De Polis ha poi elencato i punti del programma dell’Ivass per sostenere questo processo:

• potenziare l’azione del nostro innovation hub, costituito da tempo per promuovere la discussione con il mercato e il monitoraggio delle nuove tendenze. Oggi è formato direttamente da manager di vertice di tutti i servizi in modo da assicurare una risposta completa e rapida ai temi posti;

• lavorare, in collaborazione con Banca d’Italia e Consob, per la rapida costituzione della sandbox regolamentare nazionale, non appena emanato il regolamento Mef, con un occhio ai progetti per l’innovazione del piano Next Generation Eu;

• avviare, anche con la collaborazione delle altre autorità, esperienze in ambito suptech per consentire ai supervisori di sperimentare con il mercato le nuove tecnologie e di accedere a tool di analisi e previsione più potenti;

• proseguire l’azione con le compagnie e gli intermediari per innalzare gli investimenti in innovazione e sicurezza, migliorare l’integrazione dei sistemi, partecipare a iniziative di ecosistema, progettare e lavorare al futuro digitale. L’esperienza della pandemia ha accelerato questo processo e fatto cadere molte remore presenti in passato;

• aprire tavoli con imprese e operatori, ad esempio sulla regolamentazione e gli standard, anche in collaborazione con il settore bancario e Milano Hub; potranno essere avviati progetti di ricerca su possibili semplificazioni ed estensioni per promuovere la digitalizzazione con iniziative regolamentari e normative, sulle prassi di vigilanza nazionale e internazionale e sull’utilizzo delle nuove tecnologie in ambito regtech;

• rivolgere particolare attenzione al quadro legale per garantire la certezza giuridica e l’inalterabilità dei contratti digitali che vogliamo, con il supporto delle nuove tecnologie, più sicuri ed efficienti di quelli cartacei;

• lavorare in sede Eu sulla digital strategy promossa dalla Commissione, curandone la trasposizione a livello nazionale e interpretando opportunamente gli ambiti di proporzionalità e discrezionalità previsti; in particolare, stiamo seguendo le consultazioni Eiopa sul tema dell’open insurance, avviata a gennaio, e quella prevista a breve sulla blockchain;

• indirizzare le attività di educazione assicurativa anche su tematiche specifiche del mondo digitale, avendo attenzione a differenziarle per categorie di destinatari; fra poche settimane avremo i primi risultati dell’indagine nazionale, promossa dall’Ivass con il supporto del Mise, sulle conoscenze in campo assicurativo degli italiani: ci darà una base solida e scientifica per impostare valide politiche.

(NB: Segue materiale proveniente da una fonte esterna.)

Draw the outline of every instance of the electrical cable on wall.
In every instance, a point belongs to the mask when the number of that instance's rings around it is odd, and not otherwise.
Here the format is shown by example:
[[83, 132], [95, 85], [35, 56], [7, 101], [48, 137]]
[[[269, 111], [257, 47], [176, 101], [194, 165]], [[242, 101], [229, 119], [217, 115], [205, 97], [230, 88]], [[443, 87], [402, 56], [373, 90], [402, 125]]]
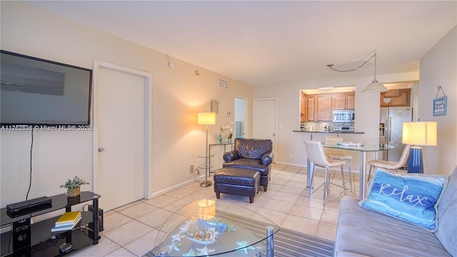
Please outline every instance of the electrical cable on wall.
[[26, 196], [26, 201], [29, 199], [29, 193], [30, 193], [30, 189], [31, 188], [31, 160], [32, 160], [32, 152], [34, 150], [34, 130], [31, 130], [31, 142], [30, 145], [30, 178], [29, 178], [29, 190], [27, 191], [27, 195]]

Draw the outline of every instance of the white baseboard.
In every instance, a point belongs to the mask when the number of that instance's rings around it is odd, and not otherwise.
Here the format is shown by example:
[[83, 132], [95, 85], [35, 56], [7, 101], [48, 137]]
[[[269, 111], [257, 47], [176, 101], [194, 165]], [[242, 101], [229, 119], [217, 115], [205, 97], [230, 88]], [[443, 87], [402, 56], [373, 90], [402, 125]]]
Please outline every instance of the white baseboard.
[[[203, 178], [204, 179], [205, 176], [200, 176], [197, 177], [197, 178]], [[192, 178], [192, 179], [189, 179], [189, 180], [188, 180], [186, 181], [180, 183], [179, 184], [170, 186], [170, 187], [166, 188], [165, 189], [162, 189], [162, 190], [159, 191], [157, 192], [151, 193], [149, 195], [149, 199], [153, 198], [154, 197], [157, 197], [157, 196], [161, 196], [161, 195], [163, 195], [163, 194], [166, 193], [168, 192], [172, 191], [174, 191], [175, 189], [181, 188], [181, 186], [189, 185], [189, 184], [191, 184], [192, 183], [196, 183], [196, 182], [197, 181], [196, 181], [195, 178]]]

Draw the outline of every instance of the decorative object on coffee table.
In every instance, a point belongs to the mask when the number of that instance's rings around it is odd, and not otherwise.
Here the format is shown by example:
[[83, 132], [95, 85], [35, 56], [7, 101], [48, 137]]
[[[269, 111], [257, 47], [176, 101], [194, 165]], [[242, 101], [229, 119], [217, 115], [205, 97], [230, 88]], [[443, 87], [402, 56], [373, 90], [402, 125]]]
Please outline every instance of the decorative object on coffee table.
[[73, 179], [68, 179], [64, 184], [60, 185], [61, 188], [66, 188], [66, 195], [68, 197], [75, 197], [79, 196], [81, 192], [81, 186], [89, 185], [89, 183], [84, 181], [84, 179], [79, 178], [75, 176]]

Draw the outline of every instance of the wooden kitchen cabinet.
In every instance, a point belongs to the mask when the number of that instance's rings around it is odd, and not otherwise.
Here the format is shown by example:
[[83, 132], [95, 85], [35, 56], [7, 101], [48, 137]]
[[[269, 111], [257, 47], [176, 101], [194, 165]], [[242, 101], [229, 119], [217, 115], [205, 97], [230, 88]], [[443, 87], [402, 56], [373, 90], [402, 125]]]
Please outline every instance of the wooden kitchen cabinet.
[[316, 98], [316, 120], [321, 121], [331, 121], [332, 96], [322, 95]]
[[301, 98], [300, 99], [300, 121], [303, 122], [307, 121], [308, 117], [306, 115], [306, 95], [305, 93], [301, 92]]
[[[398, 107], [411, 106], [411, 89], [391, 89], [387, 92], [381, 93], [381, 107]], [[385, 98], [390, 98], [391, 103], [387, 104], [384, 102]]]
[[356, 108], [355, 94], [338, 94], [332, 96], [333, 110], [347, 110]]
[[316, 96], [308, 96], [306, 97], [306, 111], [305, 111], [306, 121], [316, 121]]

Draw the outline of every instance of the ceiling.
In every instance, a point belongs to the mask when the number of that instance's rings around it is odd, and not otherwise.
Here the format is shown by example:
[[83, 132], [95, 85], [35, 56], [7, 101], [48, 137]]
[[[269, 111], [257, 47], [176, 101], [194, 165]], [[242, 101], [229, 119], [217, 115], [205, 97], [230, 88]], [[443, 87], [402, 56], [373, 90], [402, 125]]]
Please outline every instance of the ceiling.
[[[25, 2], [253, 86], [418, 71], [457, 1]], [[385, 81], [387, 82], [387, 81]]]

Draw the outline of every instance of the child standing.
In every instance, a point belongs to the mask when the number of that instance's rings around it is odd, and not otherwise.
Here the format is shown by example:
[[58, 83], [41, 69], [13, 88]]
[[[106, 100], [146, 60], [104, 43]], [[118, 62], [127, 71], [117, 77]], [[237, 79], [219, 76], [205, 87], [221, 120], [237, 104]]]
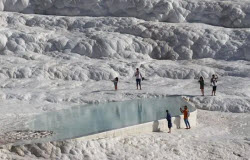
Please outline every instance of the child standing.
[[115, 90], [117, 91], [117, 85], [118, 85], [118, 77], [115, 77], [114, 80], [112, 80], [112, 82], [114, 82], [114, 85], [115, 85]]
[[166, 119], [168, 121], [168, 133], [171, 133], [171, 128], [172, 128], [172, 120], [171, 120], [171, 114], [168, 112], [168, 110], [166, 110], [167, 112], [167, 116], [166, 116]]
[[199, 82], [200, 82], [201, 94], [202, 94], [202, 96], [204, 96], [204, 79], [202, 76], [200, 77]]
[[211, 78], [211, 86], [213, 87], [212, 96], [215, 96], [215, 93], [216, 93], [217, 80], [218, 80], [218, 76], [213, 74]]
[[190, 127], [190, 124], [189, 124], [189, 121], [188, 121], [189, 111], [188, 111], [188, 109], [187, 109], [187, 106], [184, 106], [184, 110], [182, 110], [182, 109], [180, 108], [180, 111], [181, 111], [181, 113], [183, 113], [183, 115], [184, 115], [184, 122], [185, 122], [185, 124], [186, 124], [186, 129], [190, 129], [191, 127]]

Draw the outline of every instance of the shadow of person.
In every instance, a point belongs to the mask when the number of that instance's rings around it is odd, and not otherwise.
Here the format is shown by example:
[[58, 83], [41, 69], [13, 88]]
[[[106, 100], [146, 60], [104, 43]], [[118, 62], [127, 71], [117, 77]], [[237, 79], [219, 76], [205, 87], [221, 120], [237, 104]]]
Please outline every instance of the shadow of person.
[[155, 120], [153, 122], [153, 132], [160, 132], [160, 128], [159, 128], [159, 121], [158, 120]]
[[181, 128], [181, 116], [176, 116], [174, 119], [174, 124], [177, 129]]

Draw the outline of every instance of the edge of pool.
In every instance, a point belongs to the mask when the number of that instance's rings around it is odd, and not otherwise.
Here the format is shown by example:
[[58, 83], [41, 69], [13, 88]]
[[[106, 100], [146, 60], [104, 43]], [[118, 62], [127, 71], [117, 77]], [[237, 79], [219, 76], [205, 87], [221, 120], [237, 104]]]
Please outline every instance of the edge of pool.
[[[181, 100], [188, 106], [188, 108], [193, 108], [193, 111], [190, 112], [190, 116], [188, 117], [189, 123], [191, 127], [196, 127], [197, 121], [197, 109], [194, 104], [189, 101], [187, 97], [180, 97]], [[172, 129], [180, 129], [186, 128], [183, 115], [172, 117]], [[128, 126], [124, 128], [114, 129], [102, 133], [92, 134], [88, 136], [83, 136], [79, 138], [75, 138], [76, 140], [91, 140], [91, 139], [103, 139], [103, 138], [112, 138], [118, 136], [129, 136], [141, 133], [149, 133], [149, 132], [160, 132], [168, 130], [167, 120], [160, 119], [152, 122], [147, 122], [143, 124]]]

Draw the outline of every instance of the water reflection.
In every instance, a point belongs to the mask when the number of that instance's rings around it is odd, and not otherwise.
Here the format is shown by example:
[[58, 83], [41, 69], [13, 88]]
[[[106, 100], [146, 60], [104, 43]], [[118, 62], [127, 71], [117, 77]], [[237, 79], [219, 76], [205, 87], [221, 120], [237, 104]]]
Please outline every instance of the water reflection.
[[166, 109], [178, 116], [183, 105], [187, 104], [180, 97], [167, 97], [78, 106], [39, 115], [29, 128], [56, 133], [47, 140], [76, 138], [157, 121], [165, 118]]

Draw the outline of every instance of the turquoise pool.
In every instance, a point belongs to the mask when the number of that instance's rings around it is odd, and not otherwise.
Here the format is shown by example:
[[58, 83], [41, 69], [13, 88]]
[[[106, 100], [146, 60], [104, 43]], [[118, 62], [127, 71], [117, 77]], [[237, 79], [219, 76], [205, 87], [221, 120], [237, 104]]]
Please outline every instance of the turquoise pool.
[[[72, 139], [164, 119], [166, 109], [178, 116], [184, 105], [188, 103], [180, 96], [90, 104], [38, 115], [28, 128], [54, 132], [49, 138], [34, 141]], [[189, 110], [195, 109], [189, 106]]]

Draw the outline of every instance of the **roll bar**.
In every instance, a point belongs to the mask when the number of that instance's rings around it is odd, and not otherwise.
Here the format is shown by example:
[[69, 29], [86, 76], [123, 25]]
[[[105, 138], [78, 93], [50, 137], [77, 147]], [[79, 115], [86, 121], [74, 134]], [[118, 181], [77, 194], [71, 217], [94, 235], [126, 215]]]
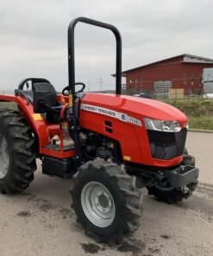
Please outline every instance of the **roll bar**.
[[74, 52], [74, 30], [78, 22], [101, 27], [113, 32], [116, 40], [116, 93], [122, 93], [122, 36], [119, 30], [107, 23], [91, 20], [86, 17], [73, 19], [68, 28], [68, 74], [69, 74], [69, 93], [72, 94], [72, 102], [75, 98], [75, 52]]

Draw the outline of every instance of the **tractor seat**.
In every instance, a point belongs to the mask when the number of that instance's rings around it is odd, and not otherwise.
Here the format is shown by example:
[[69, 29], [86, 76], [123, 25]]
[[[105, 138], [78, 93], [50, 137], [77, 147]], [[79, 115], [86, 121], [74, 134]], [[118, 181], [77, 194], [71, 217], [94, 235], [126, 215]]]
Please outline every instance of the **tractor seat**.
[[[58, 102], [54, 86], [50, 83], [34, 83], [32, 89], [34, 112], [47, 113], [47, 120], [49, 123], [58, 124], [63, 106]], [[31, 95], [28, 94], [28, 97]]]

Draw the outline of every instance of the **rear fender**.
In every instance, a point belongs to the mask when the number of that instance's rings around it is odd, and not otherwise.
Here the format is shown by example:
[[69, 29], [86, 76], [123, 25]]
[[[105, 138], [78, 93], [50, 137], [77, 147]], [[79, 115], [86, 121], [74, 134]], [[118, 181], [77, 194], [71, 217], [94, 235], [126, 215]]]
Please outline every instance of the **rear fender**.
[[13, 102], [17, 105], [20, 115], [26, 118], [31, 131], [34, 132], [41, 148], [48, 144], [48, 125], [41, 114], [34, 112], [32, 104], [28, 104], [23, 97], [14, 95], [0, 95], [0, 102]]

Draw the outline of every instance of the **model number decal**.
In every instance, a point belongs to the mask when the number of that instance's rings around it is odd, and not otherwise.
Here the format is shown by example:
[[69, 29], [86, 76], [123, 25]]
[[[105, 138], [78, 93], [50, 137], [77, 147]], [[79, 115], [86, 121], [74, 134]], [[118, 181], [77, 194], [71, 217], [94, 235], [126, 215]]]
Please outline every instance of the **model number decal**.
[[111, 117], [111, 118], [115, 118], [116, 119], [122, 120], [122, 122], [127, 122], [138, 126], [142, 126], [141, 120], [129, 117], [127, 114], [121, 113], [108, 108], [100, 107], [93, 105], [88, 105], [88, 104], [81, 104], [80, 109], [96, 112], [96, 113], [100, 113], [108, 117]]

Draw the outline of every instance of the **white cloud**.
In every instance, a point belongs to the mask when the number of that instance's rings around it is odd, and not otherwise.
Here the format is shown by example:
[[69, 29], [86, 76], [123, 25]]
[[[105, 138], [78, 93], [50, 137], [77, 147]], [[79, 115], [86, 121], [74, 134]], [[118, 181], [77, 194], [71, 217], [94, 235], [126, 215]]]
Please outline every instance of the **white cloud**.
[[[122, 35], [123, 70], [189, 53], [213, 58], [213, 2], [208, 0], [1, 0], [0, 89], [28, 76], [67, 84], [69, 22], [85, 16], [116, 26]], [[110, 32], [76, 28], [77, 80], [113, 88], [115, 39]]]

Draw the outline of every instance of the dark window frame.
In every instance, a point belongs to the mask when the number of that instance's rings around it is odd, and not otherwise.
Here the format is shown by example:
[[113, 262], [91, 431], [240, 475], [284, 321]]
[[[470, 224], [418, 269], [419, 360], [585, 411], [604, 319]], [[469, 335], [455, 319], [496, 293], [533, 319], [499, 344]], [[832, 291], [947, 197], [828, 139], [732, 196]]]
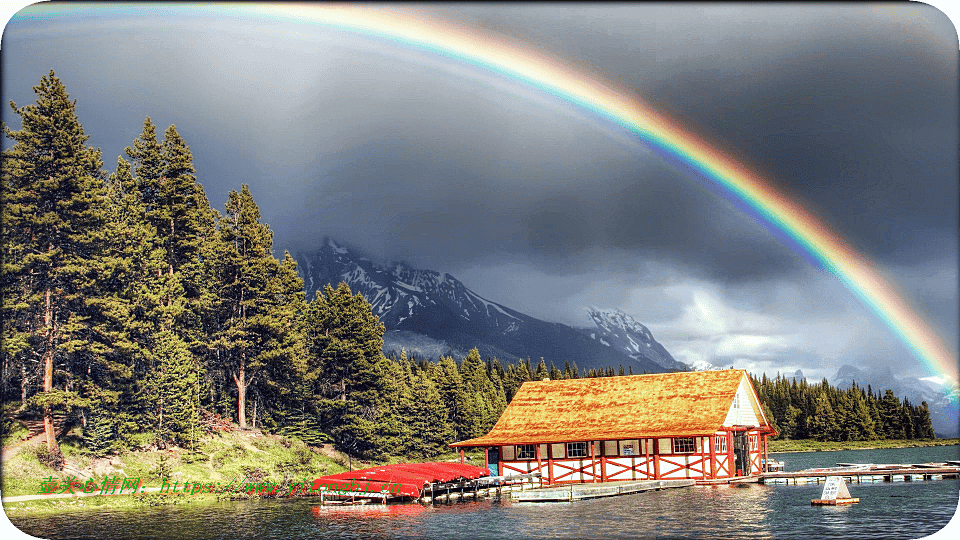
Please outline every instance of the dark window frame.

In questo ambito vediamo un importante ruolo degli intermediari assicurativi in grado di favorire la formazione, la sensibilità ai temi della sicurezza e l’assistenza alla clientela tramite tecnologie digitali.

Per Ivass, ha infine sottolineato il segretario generale, «è di particolare rilevanza la collaborazione con il Milano Hub della Banca d’Italia. Tale iniziativa aiuterà a fare sintesi tra il mondo produttivo, l’accademia e i regolatori. La promozione di progetti che includano l’ambito assicurativo potrà far crescere le competenze dell’istituto e fare “rete”, coinvolgendo operatori bancari, assicurativi, finanziari e tecnologici. L’augurio è di fare tutti un buon lavoro per il paese, offrendo a imprese e consumatori un esteso e valido servizio assicurativo di trasferimento e gestione professionale dei rischi che trova fondamento in concetto di mutualizzazione che mantiene la sua validità anche nel mondo digitale».